Page MenuHomePhabricator

Add blazegraph as systemd dependency of prometheus-blazegraph-exporter service
Closed, ResolvedPublic2 Estimated Story Points

Description

Per this comment , the prometheus-blazegraph-exporter service spews lots of log spam while the data-transfer.py cookbook is running.

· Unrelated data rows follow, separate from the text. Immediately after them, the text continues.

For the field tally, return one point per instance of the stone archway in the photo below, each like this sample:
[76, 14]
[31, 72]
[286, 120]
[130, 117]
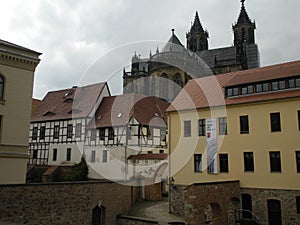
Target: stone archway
[213, 214]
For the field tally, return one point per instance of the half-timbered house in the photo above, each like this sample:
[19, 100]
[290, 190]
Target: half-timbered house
[57, 129]
[123, 126]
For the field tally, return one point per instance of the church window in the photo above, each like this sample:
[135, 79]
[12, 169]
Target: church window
[266, 87]
[1, 87]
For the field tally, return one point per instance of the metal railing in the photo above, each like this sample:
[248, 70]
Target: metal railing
[242, 215]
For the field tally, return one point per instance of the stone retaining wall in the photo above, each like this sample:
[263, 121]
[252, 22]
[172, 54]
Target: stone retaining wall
[63, 203]
[287, 200]
[130, 220]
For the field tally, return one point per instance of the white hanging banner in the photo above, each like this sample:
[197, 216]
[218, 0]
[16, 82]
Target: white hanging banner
[211, 145]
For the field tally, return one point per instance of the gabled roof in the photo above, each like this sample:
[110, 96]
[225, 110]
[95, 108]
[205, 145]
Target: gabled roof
[9, 47]
[119, 110]
[148, 156]
[209, 91]
[76, 102]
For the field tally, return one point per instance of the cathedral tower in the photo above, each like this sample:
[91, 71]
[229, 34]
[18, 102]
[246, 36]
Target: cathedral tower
[243, 35]
[197, 37]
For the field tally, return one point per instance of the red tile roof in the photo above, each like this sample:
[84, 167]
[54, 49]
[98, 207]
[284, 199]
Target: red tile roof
[69, 103]
[209, 91]
[266, 73]
[148, 156]
[35, 104]
[118, 110]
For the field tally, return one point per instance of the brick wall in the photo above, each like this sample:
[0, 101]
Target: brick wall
[63, 203]
[287, 200]
[153, 192]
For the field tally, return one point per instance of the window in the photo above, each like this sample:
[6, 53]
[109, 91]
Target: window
[102, 134]
[187, 128]
[298, 82]
[111, 133]
[34, 154]
[202, 127]
[34, 133]
[298, 161]
[93, 156]
[258, 88]
[163, 135]
[69, 131]
[229, 92]
[275, 122]
[129, 133]
[104, 156]
[244, 90]
[292, 83]
[298, 204]
[235, 91]
[198, 163]
[42, 132]
[282, 84]
[150, 133]
[275, 162]
[68, 158]
[78, 130]
[298, 119]
[223, 159]
[248, 162]
[244, 125]
[275, 86]
[266, 87]
[93, 135]
[223, 125]
[1, 87]
[54, 155]
[56, 132]
[250, 89]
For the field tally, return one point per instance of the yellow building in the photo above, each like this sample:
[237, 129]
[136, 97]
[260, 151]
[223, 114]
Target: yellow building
[17, 66]
[234, 144]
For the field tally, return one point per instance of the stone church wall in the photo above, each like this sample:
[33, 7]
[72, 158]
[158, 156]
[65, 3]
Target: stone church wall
[287, 200]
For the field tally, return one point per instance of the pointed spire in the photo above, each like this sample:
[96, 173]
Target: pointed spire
[243, 17]
[196, 26]
[197, 37]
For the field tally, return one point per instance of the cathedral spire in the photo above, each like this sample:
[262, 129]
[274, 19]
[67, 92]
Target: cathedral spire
[244, 28]
[243, 17]
[196, 26]
[197, 37]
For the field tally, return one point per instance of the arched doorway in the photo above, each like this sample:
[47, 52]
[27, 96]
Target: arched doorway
[213, 214]
[274, 212]
[99, 215]
[247, 206]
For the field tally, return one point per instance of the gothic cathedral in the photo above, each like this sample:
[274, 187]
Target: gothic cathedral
[167, 71]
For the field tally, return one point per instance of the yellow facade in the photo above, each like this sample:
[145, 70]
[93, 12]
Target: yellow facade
[17, 66]
[260, 141]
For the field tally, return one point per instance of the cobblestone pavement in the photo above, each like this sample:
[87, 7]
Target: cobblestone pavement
[154, 210]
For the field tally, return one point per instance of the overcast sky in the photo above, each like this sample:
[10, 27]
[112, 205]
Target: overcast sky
[73, 34]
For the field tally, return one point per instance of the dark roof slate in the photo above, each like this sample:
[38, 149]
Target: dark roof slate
[118, 110]
[76, 102]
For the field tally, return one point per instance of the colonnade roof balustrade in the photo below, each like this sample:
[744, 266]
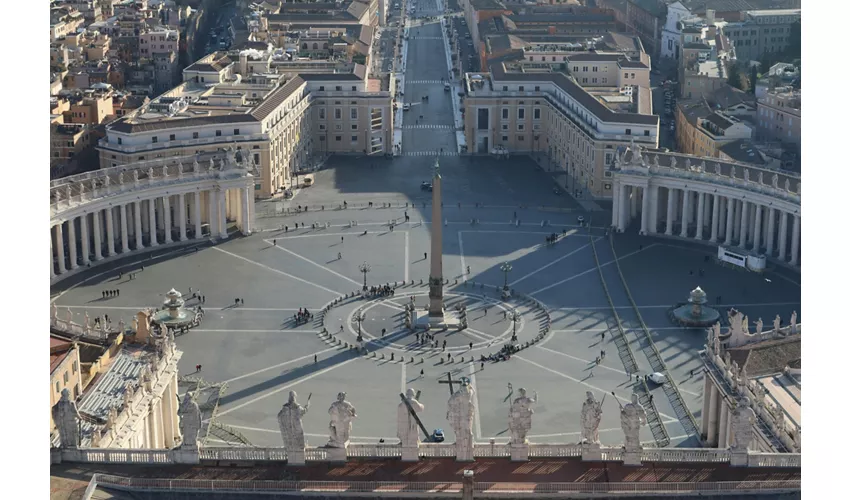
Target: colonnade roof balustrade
[779, 184]
[77, 190]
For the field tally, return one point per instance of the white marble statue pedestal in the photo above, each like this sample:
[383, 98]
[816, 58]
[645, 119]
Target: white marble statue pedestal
[297, 457]
[448, 321]
[519, 452]
[591, 452]
[632, 457]
[409, 453]
[337, 454]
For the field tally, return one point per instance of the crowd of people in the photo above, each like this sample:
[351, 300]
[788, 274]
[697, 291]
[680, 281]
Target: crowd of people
[302, 316]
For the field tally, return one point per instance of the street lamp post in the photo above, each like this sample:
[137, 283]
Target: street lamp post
[364, 268]
[359, 317]
[513, 316]
[506, 268]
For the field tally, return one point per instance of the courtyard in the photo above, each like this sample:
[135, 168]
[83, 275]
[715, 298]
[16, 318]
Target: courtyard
[258, 351]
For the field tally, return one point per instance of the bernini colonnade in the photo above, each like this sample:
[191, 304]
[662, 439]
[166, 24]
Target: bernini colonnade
[120, 210]
[735, 205]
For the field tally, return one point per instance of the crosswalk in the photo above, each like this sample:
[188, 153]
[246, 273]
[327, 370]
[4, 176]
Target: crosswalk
[427, 125]
[430, 153]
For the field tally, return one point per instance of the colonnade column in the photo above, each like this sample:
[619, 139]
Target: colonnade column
[771, 235]
[670, 207]
[686, 208]
[246, 210]
[110, 233]
[166, 213]
[700, 214]
[222, 216]
[783, 235]
[137, 216]
[98, 233]
[181, 215]
[715, 215]
[196, 217]
[795, 241]
[730, 220]
[125, 247]
[152, 222]
[757, 231]
[72, 244]
[84, 238]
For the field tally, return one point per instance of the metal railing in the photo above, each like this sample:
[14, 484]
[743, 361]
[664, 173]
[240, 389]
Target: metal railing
[394, 487]
[623, 348]
[657, 362]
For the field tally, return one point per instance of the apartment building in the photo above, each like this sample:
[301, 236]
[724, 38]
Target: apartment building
[549, 114]
[762, 31]
[778, 116]
[286, 118]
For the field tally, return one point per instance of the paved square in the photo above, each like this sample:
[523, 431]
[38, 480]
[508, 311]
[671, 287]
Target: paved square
[258, 351]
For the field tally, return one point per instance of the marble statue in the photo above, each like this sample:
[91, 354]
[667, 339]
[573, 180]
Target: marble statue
[289, 419]
[519, 422]
[67, 420]
[632, 417]
[342, 414]
[460, 415]
[190, 421]
[743, 418]
[591, 416]
[408, 428]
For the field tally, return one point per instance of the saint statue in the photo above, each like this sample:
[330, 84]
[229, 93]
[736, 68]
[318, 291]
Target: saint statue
[519, 422]
[591, 416]
[632, 417]
[289, 419]
[190, 421]
[461, 415]
[743, 418]
[342, 414]
[67, 420]
[408, 428]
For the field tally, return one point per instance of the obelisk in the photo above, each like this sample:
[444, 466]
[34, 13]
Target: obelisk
[435, 280]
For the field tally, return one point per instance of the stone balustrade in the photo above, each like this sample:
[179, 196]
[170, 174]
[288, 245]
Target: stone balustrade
[428, 450]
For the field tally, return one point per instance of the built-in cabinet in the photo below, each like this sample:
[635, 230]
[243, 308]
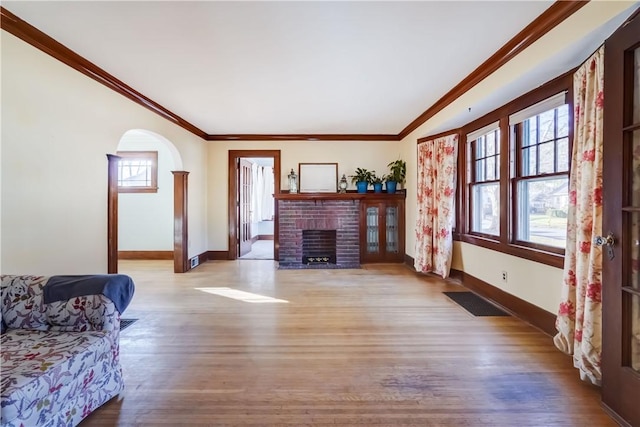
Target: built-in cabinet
[382, 228]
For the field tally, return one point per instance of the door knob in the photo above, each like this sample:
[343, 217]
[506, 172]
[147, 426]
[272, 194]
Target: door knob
[609, 240]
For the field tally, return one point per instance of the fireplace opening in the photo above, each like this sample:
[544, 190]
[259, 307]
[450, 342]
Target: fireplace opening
[318, 247]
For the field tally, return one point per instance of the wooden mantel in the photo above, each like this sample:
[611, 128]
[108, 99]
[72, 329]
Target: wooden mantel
[349, 195]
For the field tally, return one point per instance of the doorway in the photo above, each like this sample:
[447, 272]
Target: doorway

Root cause is that the blazegraph exporter is trying to talk to blazegraph which is down during the ticket.

AC

  • Change the systemd dependency of prometheus-blazegraph-exporter such that it requires the blazegraph service to be running
  • Verify the log spam stops (see linked comment for how to do that).

Event Timeline

MPhamWMF triaged this task as Medium priority.Oct 31 2022, 4:42 PM
RKemper removed the point value for this task.
RKemper set the point value for this task to 2.
RKemper renamed this task from Data-transfer.py cookbook: stop prometheus-blazegraph-exporter service to Add blazegraph as systemd dependency of prometheus-blazegraph-exporter service.Nov 1 2022, 7:35 PM

Change 851711 had a related patch set uploaded (by Bking; author: Bking):

[operations/puppet@production] query_service: Ensure prometheus exporter depends on blazegraph service

https://gerrit.wikimedia.org/r/851711

Mentioned in SAL (#wikimedia-operations) [2022-11-01T20:06:43Z] <ryankemper> T322037 Disabled puppet across A:wdqs-all and A:wcqs-public

Change 851711 merged by Bking:

[operations/puppet@production] query_service: Ensure prometheus exporter depends on blazegraph service

https://gerrit.wikimedia.org/r/851711

Mentioned in SAL (#wikimedia-operations) [2022-11-01T20:56:15Z] <ryankemper> T322037 Re-enabled puppet across A:wdqs-all and A:wcqs-public

We tried https://gerrit.wikimedia.org/r/851711 out on wdqs1009 (making exporter Requires= and After= the blazegraph instance); didn't behave how we expected. For example we thought restarting blazegraph would restart the exporter, but that wasn't the case.


I found a question on stackoverflow that maps very well to what we're trying to do: https://stackoverflow.com/q/47253020

Looks like PartOf might be a good option for us. I need to do some reading but this article looks really good as far as elucidating the different behavior:

https://pychao.com/2021/02/24/difference-between-partof-and-bindsto-in-a-systemd-unit

Change 852885 had a related patch set uploaded (by Ryan Kemper; author: Ryan Kemper):

[operations/puppet@production] query_service: Ensure prometheus exporter depends on blazegraph service

https://gerrit.wikimedia.org/r/852885

Change 852885 merged by Ryan Kemper:

[operations/puppet@production] query_service: Ensure prometheus exporter depends on blazegraph service

https://gerrit.wikimedia.org/r/852885

Mentioned in SAL (#wikimedia-operations) [2022-11-03T19:56:07Z] <ryankemper> FOO Merged https://gerrit.wikimedia.org/r/c/operations/puppet/+/852885; disabled puppet on query service fleet via ryankemper@cumin1001:~$ sudo -E cumin 'A:wcqs-public or A:wdqs-all' 'sudo disable-puppet "T322037"'; testing change on wdqs1009

Change 853006 had a related patch set uploaded (by Ryan Kemper; author: Ryan Kemper):

[operations/puppet@production] query_service: make blazegraph exporter sleep before starting

https://gerrit.wikimedia.org/r/853006

Change 853006 merged by Ryan Kemper:

[operations/puppet@production] query_service: make blazegraph exporter sleep before starting

https://gerrit.wikimedia.org/r/853006

Mentioned in SAL (#wikimedia-operations) [2022-11-03T20:35:28Z] <ryankemper> T322037 Rolling changes in https://gerrit.wikimedia.org/r/c/operations/puppet/+/852885 and https://gerrit.wikimedia.org/r/853006 out to query service fleet, 4 hosts at a time: ryankemper@cumin1001:~$ sudo -E cumin -b 4 'A:wcqs-public or A:wdqs-all' 'run-puppet-agent --force'

Gehel claimed this task.